JBSDとデトロイトりんご会補習授業校は、1973年にそれぞれの前身であるデトロイト日本人会及びデトロイト日本語補習教室を発足させてから今年で45周年を迎えます。我々館員を含め駐在コミュニティに属する方にとっては特に、これら組織のお陰で日本から遠く離れたミシガンでも安心して家族と共に生活を送ることが出来ていると言っても過言ではないでしょう。こういったネットワーク無しに、日本と異なる環境下で生活を立ち上げていく苦労は想像に難くありません。この45年間、日系企業が地元に根付きながら地域に貢献し、地元市民の信頼を得て受け入れられ、現在の良好な日米関係があることを改めて実感するとともに、日本人コミュニティの皆様の日頃からのご尽力に敬意を表します。
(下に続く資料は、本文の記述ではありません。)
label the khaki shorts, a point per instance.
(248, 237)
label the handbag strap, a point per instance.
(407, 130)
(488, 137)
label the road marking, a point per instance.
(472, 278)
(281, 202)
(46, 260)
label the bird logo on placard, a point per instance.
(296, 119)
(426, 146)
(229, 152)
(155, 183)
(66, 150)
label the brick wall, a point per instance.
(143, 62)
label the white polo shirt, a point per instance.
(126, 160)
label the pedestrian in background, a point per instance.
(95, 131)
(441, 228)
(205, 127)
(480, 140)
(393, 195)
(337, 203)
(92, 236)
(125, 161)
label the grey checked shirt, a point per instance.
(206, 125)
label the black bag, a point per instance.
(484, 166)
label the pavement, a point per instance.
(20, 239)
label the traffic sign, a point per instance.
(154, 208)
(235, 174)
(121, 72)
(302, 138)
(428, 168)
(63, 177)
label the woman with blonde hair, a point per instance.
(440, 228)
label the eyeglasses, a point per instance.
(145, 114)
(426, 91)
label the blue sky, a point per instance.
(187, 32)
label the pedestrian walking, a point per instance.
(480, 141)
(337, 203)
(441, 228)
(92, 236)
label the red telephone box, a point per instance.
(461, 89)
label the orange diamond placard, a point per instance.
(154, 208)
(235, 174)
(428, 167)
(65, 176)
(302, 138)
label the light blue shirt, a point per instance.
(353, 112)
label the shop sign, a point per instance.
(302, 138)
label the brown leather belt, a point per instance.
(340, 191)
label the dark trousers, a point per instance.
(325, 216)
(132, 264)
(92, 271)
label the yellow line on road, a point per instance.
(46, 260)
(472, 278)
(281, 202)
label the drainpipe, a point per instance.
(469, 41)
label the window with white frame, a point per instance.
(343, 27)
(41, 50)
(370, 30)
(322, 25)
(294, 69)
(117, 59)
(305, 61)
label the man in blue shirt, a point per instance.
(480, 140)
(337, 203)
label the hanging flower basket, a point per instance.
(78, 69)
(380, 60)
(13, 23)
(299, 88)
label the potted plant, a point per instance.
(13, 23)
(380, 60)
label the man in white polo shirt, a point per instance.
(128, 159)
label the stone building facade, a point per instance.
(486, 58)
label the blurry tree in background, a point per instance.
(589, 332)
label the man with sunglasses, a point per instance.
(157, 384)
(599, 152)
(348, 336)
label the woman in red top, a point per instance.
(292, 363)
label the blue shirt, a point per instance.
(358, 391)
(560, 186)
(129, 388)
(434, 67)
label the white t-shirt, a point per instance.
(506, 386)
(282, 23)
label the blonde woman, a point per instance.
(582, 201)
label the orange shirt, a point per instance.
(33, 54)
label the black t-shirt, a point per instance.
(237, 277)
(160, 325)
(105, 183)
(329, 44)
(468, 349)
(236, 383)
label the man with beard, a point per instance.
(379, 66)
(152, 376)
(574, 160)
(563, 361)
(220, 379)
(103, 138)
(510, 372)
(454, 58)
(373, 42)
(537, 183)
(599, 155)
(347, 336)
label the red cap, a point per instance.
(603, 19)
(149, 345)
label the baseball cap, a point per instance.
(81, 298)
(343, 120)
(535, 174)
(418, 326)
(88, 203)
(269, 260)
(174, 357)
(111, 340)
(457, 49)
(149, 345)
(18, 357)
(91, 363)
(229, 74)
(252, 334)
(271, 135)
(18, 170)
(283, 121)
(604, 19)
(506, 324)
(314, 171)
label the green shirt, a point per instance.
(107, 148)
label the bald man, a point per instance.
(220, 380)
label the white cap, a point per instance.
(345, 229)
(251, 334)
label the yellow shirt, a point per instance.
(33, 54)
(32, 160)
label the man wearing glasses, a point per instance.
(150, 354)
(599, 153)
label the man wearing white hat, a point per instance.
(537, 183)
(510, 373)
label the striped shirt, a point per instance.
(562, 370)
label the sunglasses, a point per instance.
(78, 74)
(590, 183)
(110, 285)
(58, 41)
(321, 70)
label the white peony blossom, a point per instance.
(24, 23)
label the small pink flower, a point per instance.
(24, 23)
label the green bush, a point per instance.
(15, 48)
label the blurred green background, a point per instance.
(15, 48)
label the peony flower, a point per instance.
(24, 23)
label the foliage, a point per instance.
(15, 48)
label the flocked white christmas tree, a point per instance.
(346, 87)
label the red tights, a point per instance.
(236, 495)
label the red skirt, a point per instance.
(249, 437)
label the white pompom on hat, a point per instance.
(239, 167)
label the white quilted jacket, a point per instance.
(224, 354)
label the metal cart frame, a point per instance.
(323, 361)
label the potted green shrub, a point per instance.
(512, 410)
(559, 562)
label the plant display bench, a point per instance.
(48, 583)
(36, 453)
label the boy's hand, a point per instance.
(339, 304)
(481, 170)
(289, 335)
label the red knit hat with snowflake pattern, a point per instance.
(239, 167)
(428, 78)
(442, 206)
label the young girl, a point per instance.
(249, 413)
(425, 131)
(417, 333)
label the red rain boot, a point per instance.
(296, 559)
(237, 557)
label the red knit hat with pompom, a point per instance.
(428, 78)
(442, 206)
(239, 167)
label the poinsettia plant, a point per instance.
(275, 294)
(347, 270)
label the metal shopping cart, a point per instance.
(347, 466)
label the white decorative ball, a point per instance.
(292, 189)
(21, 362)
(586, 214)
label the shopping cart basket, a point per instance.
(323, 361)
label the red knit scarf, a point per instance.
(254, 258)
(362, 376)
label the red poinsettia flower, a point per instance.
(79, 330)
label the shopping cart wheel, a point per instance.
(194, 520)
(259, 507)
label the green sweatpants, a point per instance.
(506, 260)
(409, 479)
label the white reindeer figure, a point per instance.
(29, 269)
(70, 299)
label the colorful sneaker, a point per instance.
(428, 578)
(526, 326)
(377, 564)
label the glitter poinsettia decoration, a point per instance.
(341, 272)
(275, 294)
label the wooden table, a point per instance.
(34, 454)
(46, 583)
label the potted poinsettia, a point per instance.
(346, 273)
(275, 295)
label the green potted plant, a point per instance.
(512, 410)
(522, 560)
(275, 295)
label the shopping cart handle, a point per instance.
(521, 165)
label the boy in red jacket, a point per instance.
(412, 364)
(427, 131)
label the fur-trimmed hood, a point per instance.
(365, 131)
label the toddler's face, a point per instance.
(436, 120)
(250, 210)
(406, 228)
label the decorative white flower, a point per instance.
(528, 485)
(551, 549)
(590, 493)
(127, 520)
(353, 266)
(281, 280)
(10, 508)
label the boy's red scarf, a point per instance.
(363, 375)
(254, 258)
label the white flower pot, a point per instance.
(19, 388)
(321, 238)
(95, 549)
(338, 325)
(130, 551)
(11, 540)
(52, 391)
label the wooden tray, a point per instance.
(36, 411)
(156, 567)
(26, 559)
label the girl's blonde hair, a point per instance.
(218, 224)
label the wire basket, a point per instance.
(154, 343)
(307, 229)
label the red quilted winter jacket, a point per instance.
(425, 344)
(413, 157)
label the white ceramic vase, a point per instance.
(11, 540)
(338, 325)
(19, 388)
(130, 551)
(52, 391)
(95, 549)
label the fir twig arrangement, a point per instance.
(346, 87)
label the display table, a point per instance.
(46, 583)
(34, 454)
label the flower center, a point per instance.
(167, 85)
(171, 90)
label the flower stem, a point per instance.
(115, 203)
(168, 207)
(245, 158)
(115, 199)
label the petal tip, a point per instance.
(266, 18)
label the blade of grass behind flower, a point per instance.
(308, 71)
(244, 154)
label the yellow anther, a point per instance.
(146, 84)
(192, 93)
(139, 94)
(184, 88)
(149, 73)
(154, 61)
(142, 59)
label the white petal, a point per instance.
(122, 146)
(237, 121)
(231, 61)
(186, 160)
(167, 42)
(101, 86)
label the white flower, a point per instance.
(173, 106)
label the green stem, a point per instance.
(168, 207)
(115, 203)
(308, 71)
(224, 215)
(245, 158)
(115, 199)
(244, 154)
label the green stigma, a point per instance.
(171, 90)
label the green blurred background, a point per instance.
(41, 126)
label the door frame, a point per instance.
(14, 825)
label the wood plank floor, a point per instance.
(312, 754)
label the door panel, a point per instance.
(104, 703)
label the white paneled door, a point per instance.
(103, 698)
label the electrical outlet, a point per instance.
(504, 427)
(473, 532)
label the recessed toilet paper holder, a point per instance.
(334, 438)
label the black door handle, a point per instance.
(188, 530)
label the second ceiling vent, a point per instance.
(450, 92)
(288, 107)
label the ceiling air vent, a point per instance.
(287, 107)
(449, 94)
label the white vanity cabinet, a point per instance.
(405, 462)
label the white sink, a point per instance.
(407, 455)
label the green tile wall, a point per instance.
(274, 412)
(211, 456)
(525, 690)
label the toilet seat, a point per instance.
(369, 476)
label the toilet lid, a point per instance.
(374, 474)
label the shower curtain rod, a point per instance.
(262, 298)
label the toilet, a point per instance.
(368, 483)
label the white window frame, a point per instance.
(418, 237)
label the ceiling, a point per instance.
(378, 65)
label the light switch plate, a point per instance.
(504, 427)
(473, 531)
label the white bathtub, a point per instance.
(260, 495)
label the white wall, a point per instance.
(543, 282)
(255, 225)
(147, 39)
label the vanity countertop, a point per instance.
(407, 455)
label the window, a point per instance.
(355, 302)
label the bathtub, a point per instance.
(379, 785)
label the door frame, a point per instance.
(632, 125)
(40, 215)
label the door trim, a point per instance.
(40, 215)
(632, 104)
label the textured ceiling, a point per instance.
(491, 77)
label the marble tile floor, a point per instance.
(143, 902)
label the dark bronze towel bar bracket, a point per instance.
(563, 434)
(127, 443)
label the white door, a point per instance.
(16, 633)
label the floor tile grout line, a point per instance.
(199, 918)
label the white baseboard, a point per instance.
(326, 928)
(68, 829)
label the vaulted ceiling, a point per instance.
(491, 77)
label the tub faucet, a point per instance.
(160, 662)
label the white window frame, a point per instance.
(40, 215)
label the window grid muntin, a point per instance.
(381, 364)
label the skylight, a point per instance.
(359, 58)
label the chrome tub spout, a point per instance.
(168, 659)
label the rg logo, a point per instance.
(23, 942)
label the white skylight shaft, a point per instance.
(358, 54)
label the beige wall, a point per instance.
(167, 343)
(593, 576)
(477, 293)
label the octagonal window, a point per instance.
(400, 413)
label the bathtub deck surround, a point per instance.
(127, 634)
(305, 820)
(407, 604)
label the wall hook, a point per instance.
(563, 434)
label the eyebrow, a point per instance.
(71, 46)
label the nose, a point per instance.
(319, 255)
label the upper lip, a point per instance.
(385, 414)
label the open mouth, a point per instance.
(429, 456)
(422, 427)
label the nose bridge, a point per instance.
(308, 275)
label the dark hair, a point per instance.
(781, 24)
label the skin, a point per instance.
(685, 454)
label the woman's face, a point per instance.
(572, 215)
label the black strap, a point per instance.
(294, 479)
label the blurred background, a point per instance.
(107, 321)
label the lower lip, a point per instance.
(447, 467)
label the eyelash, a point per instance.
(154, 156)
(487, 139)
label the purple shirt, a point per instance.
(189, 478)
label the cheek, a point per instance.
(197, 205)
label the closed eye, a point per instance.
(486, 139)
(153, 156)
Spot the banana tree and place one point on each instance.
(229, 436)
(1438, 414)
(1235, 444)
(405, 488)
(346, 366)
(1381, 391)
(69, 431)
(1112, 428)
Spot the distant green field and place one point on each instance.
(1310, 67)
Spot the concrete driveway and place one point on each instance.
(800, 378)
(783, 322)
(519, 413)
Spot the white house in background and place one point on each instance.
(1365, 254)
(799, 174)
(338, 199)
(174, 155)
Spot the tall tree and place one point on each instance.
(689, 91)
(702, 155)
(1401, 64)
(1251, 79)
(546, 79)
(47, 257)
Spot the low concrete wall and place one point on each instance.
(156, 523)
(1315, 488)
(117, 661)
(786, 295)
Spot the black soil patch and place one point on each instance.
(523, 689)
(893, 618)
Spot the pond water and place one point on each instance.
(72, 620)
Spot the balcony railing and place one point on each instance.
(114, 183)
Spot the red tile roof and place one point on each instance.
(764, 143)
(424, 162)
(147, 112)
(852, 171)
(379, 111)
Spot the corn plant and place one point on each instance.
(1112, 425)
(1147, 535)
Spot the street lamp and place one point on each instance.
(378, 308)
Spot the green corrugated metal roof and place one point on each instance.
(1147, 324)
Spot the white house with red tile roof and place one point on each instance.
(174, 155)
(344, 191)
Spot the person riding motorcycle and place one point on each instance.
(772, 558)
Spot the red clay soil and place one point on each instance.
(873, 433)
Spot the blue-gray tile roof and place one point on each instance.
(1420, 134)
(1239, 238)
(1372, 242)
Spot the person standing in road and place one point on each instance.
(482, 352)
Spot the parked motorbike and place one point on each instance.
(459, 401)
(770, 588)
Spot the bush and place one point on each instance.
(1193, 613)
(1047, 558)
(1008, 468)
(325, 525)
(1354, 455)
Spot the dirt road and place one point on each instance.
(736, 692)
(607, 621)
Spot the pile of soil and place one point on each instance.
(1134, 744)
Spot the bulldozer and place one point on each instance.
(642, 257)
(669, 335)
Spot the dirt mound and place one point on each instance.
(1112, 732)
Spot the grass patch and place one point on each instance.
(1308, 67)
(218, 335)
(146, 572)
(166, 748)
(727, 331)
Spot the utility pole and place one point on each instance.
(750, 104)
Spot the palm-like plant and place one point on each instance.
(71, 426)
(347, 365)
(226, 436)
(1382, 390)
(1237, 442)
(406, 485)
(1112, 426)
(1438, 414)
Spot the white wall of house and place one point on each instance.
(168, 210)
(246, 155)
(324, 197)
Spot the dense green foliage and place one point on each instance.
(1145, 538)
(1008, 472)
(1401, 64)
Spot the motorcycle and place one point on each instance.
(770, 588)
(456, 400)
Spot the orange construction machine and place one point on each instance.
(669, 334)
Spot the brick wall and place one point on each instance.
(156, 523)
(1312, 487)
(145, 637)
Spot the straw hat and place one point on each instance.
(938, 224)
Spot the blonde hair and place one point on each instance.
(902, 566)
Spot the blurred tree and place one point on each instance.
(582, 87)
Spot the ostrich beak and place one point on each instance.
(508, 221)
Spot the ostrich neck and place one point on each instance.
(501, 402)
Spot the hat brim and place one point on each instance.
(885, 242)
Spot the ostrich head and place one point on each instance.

今からちょうど30年前の1988年、オハイオ州メアリズビルで生産されたホンダ・アコードクーペが、日本メーカーが現地生産した車として初めて日本に「逆輸入」されたそうです。日米貿易についてはここ数十年で大きく環境が変化してきましたが、トランプ大統領就任以来、TPP離脱、NAFTA再交渉、税制改革など、引き続き自動車業界に携わる方々は高い関心を持って政権運営の行方を見守っていらっしゃることと思います。グローバル化が進み、北朝鮮による脅威が高まる中、日米経済関係・日米同盟が今後も重要性を増していくことは明らかです。両首脳がしっかりとした信頼関係を維持構築することもさることながら、日米関係の更なる発展のためには、草の根レベルでの交流が今後ますます重要性を増していくことでしょう。
最後に、在デトロイト総領事館は2018年1月1日を以って開設25周年を迎えました。引き続き皆様のお力添えを頂きながら、良好な日米関係の維持・発展に館員一同尽くしてまいる所存です。また、領事出張サービス、旅券や戸籍等の各種証明関係事務の更なる充実・向上に努めるとともに、安全に関する情報についてはタイムリーに発信し皆様が安心して生活できるように安全対策に万全を期してまいりますので、お気付きの点等ございましたら、遠慮なくご連絡、ご指摘下さい。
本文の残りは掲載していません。